Mes chers concitoyens, l’essentiel est là et le meilleur reste à venir.

Pour info :

Jean Laborde est un journaliste et romancier français.

Il est également connu sous les pseudonymes de Jean Delion et de Raf Vallet.

Licencié en droit, il débute à Lyon sa carrière de journaliste avant de rejoindre en 1945 la capitale et le journal « France-Soir », à la demande de Pierre Lazareff, pour en devenir le principal chroniqueur judiciaire.
C’est là qu’il suivra les grandes affaires de l’après-guerre, relatant les procès de Victor Kravchenko, de Marie Besnard, ou encore de Gaston Dominici.

En 1964, il rejoint « L’Aurore » dont il restera le directeur de la chronique judiciaire durant quatorze ans. Il démissionne en 1978 lorsque le journal est vidé de sa substance par son nouveau propriétaire, « Le Figaro ».

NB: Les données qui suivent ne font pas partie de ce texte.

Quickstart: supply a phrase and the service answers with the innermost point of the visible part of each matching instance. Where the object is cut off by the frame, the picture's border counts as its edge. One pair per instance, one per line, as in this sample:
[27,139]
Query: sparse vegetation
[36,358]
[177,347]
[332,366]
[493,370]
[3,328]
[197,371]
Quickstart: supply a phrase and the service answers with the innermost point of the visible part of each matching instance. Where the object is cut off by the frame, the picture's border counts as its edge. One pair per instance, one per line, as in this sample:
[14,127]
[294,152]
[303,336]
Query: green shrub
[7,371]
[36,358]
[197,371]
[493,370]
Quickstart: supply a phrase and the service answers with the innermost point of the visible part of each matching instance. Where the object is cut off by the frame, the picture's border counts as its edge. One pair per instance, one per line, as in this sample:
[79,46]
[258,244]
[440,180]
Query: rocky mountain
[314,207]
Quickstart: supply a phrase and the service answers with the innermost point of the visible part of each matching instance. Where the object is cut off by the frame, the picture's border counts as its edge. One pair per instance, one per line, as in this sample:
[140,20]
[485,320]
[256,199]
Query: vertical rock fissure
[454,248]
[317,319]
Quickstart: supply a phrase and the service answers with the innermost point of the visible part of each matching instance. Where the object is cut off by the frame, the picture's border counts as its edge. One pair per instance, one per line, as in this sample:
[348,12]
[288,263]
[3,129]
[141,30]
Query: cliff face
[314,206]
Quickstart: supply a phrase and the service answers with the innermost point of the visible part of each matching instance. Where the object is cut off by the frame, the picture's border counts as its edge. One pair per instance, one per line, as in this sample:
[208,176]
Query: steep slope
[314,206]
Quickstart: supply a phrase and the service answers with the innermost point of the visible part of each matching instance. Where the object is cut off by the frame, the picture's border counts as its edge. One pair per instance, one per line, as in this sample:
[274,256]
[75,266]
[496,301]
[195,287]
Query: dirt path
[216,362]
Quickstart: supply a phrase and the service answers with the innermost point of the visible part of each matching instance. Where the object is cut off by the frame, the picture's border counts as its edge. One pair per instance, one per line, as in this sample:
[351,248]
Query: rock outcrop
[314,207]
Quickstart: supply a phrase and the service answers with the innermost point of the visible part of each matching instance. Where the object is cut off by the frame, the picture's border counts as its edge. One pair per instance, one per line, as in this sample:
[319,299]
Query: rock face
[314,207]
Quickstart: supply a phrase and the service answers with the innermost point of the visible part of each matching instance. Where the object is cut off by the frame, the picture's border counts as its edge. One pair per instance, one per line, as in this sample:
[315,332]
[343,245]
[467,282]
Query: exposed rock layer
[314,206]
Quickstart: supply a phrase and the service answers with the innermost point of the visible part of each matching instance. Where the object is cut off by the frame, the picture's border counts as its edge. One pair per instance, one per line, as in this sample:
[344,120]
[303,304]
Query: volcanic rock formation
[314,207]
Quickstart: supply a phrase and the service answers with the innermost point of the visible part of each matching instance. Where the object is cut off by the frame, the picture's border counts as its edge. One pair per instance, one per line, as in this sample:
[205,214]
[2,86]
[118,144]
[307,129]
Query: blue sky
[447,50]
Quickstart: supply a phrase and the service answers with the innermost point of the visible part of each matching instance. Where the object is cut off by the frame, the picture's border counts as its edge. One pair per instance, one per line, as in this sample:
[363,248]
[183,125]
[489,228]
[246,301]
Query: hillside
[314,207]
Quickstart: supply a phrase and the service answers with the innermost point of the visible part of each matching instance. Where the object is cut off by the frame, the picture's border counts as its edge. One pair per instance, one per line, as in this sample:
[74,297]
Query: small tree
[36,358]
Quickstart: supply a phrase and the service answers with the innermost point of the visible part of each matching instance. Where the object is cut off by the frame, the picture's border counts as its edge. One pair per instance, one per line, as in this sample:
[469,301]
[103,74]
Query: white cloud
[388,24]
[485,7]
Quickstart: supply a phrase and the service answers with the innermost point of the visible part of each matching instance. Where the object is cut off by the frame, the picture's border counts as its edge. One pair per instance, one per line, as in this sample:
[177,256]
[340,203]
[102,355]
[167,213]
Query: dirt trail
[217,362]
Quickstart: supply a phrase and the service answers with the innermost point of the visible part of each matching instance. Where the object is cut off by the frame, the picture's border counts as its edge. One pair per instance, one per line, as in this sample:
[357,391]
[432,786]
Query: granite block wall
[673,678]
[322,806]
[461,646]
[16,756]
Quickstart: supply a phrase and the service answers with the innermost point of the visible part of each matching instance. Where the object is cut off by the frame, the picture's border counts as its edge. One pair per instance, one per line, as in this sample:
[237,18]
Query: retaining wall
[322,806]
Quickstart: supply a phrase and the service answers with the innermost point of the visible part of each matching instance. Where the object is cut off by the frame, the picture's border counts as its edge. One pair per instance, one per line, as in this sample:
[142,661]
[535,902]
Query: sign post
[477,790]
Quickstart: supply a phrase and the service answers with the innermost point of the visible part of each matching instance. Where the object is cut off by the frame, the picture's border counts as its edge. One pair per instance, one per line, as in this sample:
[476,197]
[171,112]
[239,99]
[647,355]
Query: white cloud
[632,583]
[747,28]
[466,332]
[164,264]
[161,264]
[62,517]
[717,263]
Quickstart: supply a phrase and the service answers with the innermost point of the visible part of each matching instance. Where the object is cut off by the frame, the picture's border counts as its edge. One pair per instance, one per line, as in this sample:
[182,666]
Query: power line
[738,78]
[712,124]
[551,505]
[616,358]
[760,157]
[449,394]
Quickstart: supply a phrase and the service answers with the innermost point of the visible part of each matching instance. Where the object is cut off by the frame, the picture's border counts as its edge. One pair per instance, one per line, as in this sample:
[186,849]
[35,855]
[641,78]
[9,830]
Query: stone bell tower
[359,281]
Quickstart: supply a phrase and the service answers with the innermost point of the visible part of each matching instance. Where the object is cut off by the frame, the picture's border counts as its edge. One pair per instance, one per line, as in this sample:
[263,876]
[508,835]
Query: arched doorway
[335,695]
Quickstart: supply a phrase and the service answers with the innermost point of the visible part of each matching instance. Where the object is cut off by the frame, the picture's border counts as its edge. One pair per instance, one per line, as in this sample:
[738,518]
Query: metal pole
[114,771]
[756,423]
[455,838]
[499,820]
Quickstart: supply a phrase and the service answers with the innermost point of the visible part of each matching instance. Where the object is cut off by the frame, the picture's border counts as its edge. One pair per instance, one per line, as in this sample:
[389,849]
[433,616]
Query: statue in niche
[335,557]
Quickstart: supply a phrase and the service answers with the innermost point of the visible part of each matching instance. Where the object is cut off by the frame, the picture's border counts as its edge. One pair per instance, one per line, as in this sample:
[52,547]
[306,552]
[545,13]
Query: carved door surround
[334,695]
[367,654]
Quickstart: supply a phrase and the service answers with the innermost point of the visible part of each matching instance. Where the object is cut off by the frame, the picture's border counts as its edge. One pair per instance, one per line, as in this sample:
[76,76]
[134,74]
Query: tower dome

En parallèle de son activité de journaliste, il se lance dans l’écriture de romans policiers et/ou d’espionnage sous les pseudonymes de Jean Delion d’abord puis de Raf Vallet.

Il signe ainsi Jean Delion neuf romans dont cinq récits policiers humoristiques publiés à la Série noire entre 1966 et 1968. Sous le pseudonyme de Raf Vallet, il inaugure notamment la collection Super noire en 1974 avec le roman « Adieu poulet ! » qui remporte le Prix Mystère de la critique l’année suivante.

Il collabore à de nombreux scenarii de cinéma, tirés ou non des ses propres romans : « Le Pacha » (1968), « Mort d’un pourri » (1977), « Peur sur la ville » (1975), « Adieu poulet ! » (1975).

Il a également écrit « Les Assassins de l’ordre » (1970), sur le mauvais rôle du Parquet dans la Justice, livre dont a été tiré une adaptation cinématographique, par Marcel Carné, en 1971.

Le visage de pierre

Le visage de pierre de William Gardner Smith aux Éditions Christian Bourgois

Traduit de l’anglais (États-Unis) par Brice Matthieussent

“ Quel long voyage! pensa-t-il. l’Amérique était derrière lui, son passé aussi ; il était en sécurité. La violence ne serait pas nécessaire, le meurtre non plus. Paris. La paix. ”

En 1960, Simeon, un noir américain n’en peut plus du racisme qu’il subit dans son pays, et il décide de le quitter une fois pour toute, en s’enfuyant pour Paris, la capitale de la France.

À peine arrivée, le changement est radical. Très vite il s’aperçoit que les noirs sont libres et ne subissent aucune brimades, bien au contraire.

Pourtant, alors que tout semble idyllique pour une certaine partie de la population, c’est l’enfer pour le peuple algérien.

La guerre d’Algérie fait rage, et les algériens présents sur le sol français sont arrêtés, battus, et même assassinés.

C’est après avoir sympathisé avec Hossein, un militant algérien, que Simeon comprend sa méprise, et réalise qu’il ne pourra jamais être heureux dans ce monde empli de haine, et ne pourra pas rester de marbre face à tant d’injustice.

On ne peut que remercier Brice Matthieussent le traducteur et les Éditions Christian Bourgois de nous avoir permis de découvrir cette petite merveille qui avait pourtant été écrit en 1963.

Mais une chose est sûre, même si presque soixante années sont passées, elles n’effacent pas la honte que chaque pays peut ressentir face à la discrimination raciale qui traverse les frontières et perdurent encore de nos jours.

William Gardner Smith possède une plume stylée qui nous transporte dans une atmosphère sombre qui font penser à James Baldwin ou encore William Melvin Kelley, des écrivains tout aussi talentueux qui nous offrent des romans bouleversant et engagés pour défendre le peuple afro-américain.

Un roman à découvrir absolument pour faire honneur à sa publication française et pour ne jamais oublier certains pans d’Histoire, mêmes si il n’y a pas de quoi être fier.

Pour info :

William Gardner Smith est un journaliste et écrivain afro-américain, né le 6 février 1927 à Philadelphie et mort le 5 novembre 1974 à Thiais (Val-de-Marne).

Je remercie les éditions Christian Bourgois pour cette pépite enfin libérée de l’ombre.